Western Blotting, Co-immunoprecipitation, and in situ Proximity Ligation Assays (PLAs)
Western blotting was basically performed as described previously using specific antibodies against Pck1 (ab28455, Abcam), hnRNPL (ab6106, Abcam), GR (12041s, Cell Signaling), or b-actin (SC-47778, Santa Cruz), or control IgG (SC-2025, Santa Cruz or 2729s, Cell Signaling) (Kim et al., 2017). The coimmunoprecipitation assay was performed using specific antibodies against GR (24050-1-AP, Proteintech) and hnRNPL (ab6106, Abcam), as described previously (Ka et al., 2017). In situ PLAs were performed using the Duolink In Situ Red Starter Kit Mouse/Rabbit (Sigma-Aldrich), as described previously (Ka et al., 2017).
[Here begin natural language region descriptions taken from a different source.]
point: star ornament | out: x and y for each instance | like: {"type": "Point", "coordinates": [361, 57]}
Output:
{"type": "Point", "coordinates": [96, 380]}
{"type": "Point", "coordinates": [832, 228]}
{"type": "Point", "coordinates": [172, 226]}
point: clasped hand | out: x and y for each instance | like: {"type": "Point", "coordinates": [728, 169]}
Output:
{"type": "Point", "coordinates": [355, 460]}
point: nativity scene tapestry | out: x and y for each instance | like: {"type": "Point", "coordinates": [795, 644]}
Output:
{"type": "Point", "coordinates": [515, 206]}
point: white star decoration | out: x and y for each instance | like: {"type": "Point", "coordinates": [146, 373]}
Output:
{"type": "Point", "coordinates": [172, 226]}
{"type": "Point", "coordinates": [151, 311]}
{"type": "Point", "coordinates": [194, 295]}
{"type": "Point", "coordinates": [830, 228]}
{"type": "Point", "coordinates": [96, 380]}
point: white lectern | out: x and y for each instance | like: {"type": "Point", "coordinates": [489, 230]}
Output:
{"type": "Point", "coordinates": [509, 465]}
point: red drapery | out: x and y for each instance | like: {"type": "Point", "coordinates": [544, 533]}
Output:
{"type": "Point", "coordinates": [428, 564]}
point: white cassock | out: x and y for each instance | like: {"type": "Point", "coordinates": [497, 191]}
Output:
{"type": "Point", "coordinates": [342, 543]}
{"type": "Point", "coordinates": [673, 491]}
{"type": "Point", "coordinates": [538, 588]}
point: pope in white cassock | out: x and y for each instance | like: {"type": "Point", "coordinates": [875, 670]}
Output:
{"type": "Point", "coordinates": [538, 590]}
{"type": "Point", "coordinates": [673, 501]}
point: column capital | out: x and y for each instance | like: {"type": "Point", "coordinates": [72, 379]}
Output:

Briefly, cells grown in 8-well chamber slides were transfected with 20 pmol ASO-Ctcflos. Cells were fixed and incubated with primary antibodies against GR (24050-1-AP, Proteintech) and hnRNPL (ab6106, Abcam). The slides were incubated with PLA probes and subsequent ligation and rolling-circle amplification were performed. The PLA signals were visualized using a Zeiss LSM 710 confocal microscope.
Reporter Gene Analysis
The enhancer region of Pck1 (chr 2: 172,965,854–172,966,544) was amplified from the mouse genomic DNA (G3091, Promega, Madison, WI, USA) as a template using the Pfu-X polymerase (SolGent, Daejeon, South Korea). The obtained DNA fragment was cloned into the MluI/BglII site upstream of the luciferase coding region of the pGL2-promoter vector (Promega) by conventional gene recombination. For reporter gene assays, AML12 cells were transfected with the Pck1 enhancer-Luc reporter and eukaryotic expression vectors encoding GR and hnRNPL using LipofectamineTM 2000 (Invitrogen). Luciferase activity was normalized to b-galactosidase activity, as described previously (Han et al., 2019).
RNA Pull-down Assay
Ctcflos and its antisense strand were synthesized in vitro using the MEGAscript T7/SP6 Transcription Kit (Invitrogen) and biotinylated using a Biotin RNA Labeling mix (Roche). After purification, RNAs were diluted using an RNA structure buffer (10 mM Tris-Cl pH 7.0, 0.1 M KCL, and 10 mM MgCl2) to induce proper RNA folding. Nuclear pellets were obtained from primary hepatocytes and resuspended in RNA immunoprecipitation buffer (150 mM KCl, 25 mM Tris pH 7.4, 5 mM EDTA, 0.5% NP-40, 0.5 mM DTT, 100 U/mL RNase inhibitor, and protease inhibitor cocktail). The suspended nuclei were sheared using a Dounce homogenizer. Aliquots of 30 pmol of folded RNAs were added to the pre-cleared nuclear lysates and incubated at 4℃ for 2 h with agitation. Streptavidin-conjugated agarose beads (Millipore, Billerica, MA) were added and incubated at 4℃ for 1 h with agitation. The beads were washed with the RNA immunoprecipitation buffer and boiled in SDS sample buffer. The resulting protein mixture was applied to gel electrophoresis and visualized by silver staining. The target protein band was analyzed by mass spectrometry.
Statistics
GraphPad Prism (https://www.graphpad.com/) (GraphPad Software) was applied to all data obtained in this research. All values are expressed as the mean ± standard deviation (SD) based on three independent experiments, unless indicated otherwise. Statistical analysis was performed using the nonparametric Mann–Whitney U test or unpaired Student’s t-test for simple comparison. P < 0.05 was considered statistically different.